Should CRISPR be used to edit human genes to treat genetic diseases?
Experts weigh in on gene-editing technology.
In the case of a monogenic disorder like Duchenne muscular dystrophy, the potential benefits outweigh the risks. CRISPR gene editing can potentially eliminate the underlying cause of monogenic disorders—the errors in DNA—rather than just treating the symptoms and consequences. But we still have much to learn about the long-term risks of gene editing, so I believe it should be restricted to treating the affected tissues of patients with debilitating disorders, not changing the germ line [sperm or egg cells, which can pass genetic changes on to future generations].
Eric Olson, PhD, is chair of the Department of Molecular Biology and Genetics and director of the Hamon Center for Regenerative Science and Medicine at UT Southwestern Medical Center.
Gene editing to treat a disease is potentially an important pathway to alleviating suffering, and this research should be continued despite egregious misuse of the technology [a Chinese scientist’s recent claims of editing genes of human embryos]. Understanding the safety and efficacy of proposed human somatic cell genome-editing applications in the context of risks and benefits is paramount. Transparent and inclusive public policy debates should come before any use of gene editing beyond treatment or disease prevention.
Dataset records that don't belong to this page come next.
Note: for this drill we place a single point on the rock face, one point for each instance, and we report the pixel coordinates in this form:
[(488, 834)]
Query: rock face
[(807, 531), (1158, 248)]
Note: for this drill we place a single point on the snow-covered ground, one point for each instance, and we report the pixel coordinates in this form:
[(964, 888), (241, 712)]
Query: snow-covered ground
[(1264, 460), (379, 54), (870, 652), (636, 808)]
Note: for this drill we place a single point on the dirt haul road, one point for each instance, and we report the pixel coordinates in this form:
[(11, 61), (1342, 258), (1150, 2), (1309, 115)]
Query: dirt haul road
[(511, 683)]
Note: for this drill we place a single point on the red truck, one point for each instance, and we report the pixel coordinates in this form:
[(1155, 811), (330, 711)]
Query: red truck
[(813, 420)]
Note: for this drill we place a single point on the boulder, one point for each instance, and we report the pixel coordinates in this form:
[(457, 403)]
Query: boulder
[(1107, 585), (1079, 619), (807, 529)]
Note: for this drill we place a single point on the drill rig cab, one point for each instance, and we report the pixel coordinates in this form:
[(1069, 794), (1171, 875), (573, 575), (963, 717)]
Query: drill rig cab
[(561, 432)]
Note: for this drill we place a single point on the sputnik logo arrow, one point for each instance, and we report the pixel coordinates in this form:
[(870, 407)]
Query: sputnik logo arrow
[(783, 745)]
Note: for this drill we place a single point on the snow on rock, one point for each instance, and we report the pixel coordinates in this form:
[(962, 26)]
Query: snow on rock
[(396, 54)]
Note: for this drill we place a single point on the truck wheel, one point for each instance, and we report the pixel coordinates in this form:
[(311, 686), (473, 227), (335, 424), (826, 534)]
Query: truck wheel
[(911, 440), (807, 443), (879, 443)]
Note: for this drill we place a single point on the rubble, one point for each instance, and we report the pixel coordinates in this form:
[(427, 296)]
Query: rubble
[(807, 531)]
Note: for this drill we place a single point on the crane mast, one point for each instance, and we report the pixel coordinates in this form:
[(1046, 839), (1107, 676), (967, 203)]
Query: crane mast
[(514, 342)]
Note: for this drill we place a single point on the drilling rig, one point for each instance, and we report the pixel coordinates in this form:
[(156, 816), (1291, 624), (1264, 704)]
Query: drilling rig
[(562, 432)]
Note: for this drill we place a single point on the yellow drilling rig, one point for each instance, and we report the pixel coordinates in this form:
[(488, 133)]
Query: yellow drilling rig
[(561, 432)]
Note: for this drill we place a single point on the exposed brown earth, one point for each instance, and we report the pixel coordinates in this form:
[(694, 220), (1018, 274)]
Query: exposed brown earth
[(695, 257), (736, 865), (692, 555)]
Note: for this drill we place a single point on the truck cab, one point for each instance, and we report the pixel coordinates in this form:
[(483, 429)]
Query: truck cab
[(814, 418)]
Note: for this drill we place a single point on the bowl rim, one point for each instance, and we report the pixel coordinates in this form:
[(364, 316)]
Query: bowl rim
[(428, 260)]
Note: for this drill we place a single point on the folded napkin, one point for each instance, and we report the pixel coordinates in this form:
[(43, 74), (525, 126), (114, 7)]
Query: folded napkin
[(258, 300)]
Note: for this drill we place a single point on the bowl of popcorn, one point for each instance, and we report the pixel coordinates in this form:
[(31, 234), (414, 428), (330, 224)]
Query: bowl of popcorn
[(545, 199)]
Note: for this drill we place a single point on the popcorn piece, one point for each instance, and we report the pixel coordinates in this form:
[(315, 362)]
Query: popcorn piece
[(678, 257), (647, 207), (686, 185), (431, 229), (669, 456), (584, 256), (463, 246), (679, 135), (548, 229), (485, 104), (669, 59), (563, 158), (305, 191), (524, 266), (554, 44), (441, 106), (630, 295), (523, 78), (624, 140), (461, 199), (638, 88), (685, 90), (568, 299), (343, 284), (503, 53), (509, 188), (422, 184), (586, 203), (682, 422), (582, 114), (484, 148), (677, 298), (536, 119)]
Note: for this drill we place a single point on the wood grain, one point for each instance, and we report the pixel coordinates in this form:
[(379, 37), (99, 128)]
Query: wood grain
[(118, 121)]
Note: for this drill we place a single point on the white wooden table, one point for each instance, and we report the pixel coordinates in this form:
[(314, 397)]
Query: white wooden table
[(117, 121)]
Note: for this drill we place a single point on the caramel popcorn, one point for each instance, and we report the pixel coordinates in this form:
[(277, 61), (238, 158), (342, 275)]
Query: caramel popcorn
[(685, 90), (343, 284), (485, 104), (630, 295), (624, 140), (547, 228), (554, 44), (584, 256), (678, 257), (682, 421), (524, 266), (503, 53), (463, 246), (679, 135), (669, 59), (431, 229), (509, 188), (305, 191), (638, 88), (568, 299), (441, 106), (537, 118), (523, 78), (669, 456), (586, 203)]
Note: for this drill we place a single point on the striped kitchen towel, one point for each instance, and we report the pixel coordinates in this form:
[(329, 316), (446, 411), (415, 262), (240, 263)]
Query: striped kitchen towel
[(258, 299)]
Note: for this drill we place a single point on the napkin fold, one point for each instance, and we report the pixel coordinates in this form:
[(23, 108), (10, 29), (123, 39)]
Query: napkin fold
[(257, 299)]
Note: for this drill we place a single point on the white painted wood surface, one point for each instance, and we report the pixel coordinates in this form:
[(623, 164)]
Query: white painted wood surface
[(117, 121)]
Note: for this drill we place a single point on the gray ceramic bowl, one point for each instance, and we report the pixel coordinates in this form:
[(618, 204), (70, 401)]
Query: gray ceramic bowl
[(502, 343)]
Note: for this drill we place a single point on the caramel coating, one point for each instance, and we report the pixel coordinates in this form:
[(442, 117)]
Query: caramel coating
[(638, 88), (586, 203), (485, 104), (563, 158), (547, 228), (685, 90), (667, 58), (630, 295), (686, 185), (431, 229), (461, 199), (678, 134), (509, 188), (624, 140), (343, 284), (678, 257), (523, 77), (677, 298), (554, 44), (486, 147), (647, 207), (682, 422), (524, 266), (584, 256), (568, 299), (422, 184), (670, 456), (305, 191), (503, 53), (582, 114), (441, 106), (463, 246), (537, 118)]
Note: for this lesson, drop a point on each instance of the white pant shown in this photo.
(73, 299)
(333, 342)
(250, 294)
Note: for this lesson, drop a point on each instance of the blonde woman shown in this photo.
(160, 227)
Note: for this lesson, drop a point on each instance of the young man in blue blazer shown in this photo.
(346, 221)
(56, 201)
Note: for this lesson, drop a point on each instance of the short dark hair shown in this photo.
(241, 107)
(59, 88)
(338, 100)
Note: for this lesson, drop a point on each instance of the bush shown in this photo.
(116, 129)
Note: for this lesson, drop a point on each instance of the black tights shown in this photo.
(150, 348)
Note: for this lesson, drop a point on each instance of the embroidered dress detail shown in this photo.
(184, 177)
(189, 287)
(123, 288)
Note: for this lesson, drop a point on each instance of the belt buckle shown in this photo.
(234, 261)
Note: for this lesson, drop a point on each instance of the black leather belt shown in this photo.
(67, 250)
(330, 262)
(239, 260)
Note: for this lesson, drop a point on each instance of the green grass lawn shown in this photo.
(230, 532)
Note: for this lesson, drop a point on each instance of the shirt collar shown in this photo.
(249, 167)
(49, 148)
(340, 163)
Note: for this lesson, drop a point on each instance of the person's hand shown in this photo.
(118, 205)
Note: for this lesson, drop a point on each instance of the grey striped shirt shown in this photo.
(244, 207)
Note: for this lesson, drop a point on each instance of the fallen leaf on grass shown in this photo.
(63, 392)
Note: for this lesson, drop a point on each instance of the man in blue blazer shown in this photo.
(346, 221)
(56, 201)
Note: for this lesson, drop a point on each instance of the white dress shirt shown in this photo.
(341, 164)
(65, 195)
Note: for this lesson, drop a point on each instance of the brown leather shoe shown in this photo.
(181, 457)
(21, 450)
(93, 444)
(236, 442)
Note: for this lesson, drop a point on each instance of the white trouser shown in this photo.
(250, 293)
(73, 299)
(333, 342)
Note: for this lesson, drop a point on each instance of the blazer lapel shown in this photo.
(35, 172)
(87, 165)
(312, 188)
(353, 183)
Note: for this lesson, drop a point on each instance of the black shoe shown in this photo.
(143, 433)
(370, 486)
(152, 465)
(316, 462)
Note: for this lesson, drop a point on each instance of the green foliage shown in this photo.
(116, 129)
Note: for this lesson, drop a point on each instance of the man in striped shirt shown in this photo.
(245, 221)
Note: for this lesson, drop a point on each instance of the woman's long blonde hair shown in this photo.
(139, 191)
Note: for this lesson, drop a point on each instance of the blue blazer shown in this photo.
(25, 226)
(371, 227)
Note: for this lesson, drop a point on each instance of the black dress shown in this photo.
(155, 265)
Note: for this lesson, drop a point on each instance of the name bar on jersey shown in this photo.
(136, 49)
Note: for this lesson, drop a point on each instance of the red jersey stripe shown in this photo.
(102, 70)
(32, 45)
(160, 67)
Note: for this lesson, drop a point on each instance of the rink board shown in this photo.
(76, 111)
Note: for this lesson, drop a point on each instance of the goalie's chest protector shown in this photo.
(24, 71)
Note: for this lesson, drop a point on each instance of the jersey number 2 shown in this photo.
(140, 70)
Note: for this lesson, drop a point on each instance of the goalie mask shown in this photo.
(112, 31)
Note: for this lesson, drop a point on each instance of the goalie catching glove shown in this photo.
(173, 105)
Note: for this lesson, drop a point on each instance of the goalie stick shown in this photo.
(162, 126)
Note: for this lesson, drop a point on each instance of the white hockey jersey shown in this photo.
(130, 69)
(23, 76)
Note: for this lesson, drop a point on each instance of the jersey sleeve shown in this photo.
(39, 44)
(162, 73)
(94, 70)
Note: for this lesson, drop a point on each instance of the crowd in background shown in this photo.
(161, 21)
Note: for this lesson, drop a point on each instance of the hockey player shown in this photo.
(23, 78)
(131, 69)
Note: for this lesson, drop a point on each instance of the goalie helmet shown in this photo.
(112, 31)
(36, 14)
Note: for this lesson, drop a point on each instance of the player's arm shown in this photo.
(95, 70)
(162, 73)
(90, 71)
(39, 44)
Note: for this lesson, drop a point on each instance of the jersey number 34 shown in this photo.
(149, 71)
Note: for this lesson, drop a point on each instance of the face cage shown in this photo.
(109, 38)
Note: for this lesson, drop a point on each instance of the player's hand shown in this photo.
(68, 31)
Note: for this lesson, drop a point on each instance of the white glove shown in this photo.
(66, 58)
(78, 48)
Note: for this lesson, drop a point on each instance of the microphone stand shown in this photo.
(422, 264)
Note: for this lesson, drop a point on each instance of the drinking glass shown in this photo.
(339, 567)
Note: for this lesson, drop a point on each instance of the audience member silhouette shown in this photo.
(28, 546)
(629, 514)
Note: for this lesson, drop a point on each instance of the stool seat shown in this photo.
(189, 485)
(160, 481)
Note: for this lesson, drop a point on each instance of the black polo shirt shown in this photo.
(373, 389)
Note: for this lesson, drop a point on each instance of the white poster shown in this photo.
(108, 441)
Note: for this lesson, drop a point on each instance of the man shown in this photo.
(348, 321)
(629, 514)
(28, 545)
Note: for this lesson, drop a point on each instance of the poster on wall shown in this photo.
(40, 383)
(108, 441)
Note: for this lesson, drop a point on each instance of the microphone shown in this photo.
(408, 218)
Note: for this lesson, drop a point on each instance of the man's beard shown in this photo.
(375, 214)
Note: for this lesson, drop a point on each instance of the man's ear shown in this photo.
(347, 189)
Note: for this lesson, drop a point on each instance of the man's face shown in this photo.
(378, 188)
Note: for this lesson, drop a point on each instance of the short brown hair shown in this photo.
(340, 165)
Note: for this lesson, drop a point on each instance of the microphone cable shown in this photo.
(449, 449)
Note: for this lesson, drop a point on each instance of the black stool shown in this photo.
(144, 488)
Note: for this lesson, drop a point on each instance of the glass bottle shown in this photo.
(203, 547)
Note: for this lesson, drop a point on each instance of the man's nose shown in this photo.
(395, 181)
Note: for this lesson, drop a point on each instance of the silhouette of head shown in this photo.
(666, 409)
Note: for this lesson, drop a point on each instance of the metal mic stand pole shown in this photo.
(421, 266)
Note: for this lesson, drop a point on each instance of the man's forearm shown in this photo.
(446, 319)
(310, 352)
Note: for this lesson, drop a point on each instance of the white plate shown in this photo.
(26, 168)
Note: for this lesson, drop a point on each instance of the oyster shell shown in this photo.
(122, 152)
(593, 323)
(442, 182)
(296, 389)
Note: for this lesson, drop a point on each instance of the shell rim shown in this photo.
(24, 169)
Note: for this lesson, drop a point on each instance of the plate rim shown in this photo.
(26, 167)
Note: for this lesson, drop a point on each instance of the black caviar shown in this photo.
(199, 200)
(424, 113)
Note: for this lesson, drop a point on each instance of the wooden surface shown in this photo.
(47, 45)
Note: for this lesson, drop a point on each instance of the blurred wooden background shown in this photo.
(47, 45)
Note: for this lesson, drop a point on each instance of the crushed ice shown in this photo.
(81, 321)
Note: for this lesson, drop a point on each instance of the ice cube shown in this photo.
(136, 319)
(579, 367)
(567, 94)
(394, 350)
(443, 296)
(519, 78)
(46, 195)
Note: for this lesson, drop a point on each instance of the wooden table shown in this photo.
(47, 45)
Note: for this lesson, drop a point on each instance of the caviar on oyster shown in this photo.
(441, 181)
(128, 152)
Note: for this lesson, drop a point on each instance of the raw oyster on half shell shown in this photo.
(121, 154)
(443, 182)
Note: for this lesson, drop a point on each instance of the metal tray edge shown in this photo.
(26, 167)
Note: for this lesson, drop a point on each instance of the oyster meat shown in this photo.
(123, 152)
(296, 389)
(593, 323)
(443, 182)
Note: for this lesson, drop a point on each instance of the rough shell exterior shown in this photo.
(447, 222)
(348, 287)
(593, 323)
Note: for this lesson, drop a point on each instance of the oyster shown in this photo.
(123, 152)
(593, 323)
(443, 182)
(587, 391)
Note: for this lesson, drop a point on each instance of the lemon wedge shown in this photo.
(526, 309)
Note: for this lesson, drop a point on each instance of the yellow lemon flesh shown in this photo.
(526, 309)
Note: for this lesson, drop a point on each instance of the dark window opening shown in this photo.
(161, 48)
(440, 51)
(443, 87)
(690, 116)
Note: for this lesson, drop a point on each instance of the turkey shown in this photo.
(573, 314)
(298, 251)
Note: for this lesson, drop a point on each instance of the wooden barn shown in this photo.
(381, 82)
CRISPR genome editing to treat diseases for which there are no cures or effective therapy is vital, and the initial results for some rare diseases, including blood and eye disorders, are exceptionally promising. This strategy may [also] be useful in cancer to rev up the immune system by editing the patient’s T cells. The benefit-to-risk balance for somatic genetic disorders is very favorable, unlike the unknowns of editing and implanting human embryos.
Real progress is being made using CRISPR and related gene-editing techniques to alter cells taken from people with diseases such as sickle cell and genetic forms of blindness. These approaches are likely to offer safer and more reliable ways of making changes to a person at the genetic level. What makes these uses much less ethically challenging [than germline editing] is that they only affect the person being treated; the genetic modifications can’t be passed on to future generations.
It may well be unethical for us not to use CRISPR to treat genetic diseases, but the devil is in the details. Safety concerns are obviously a major issue, and much work needs to be done on a disease-by-disease basis before it becomes a reality.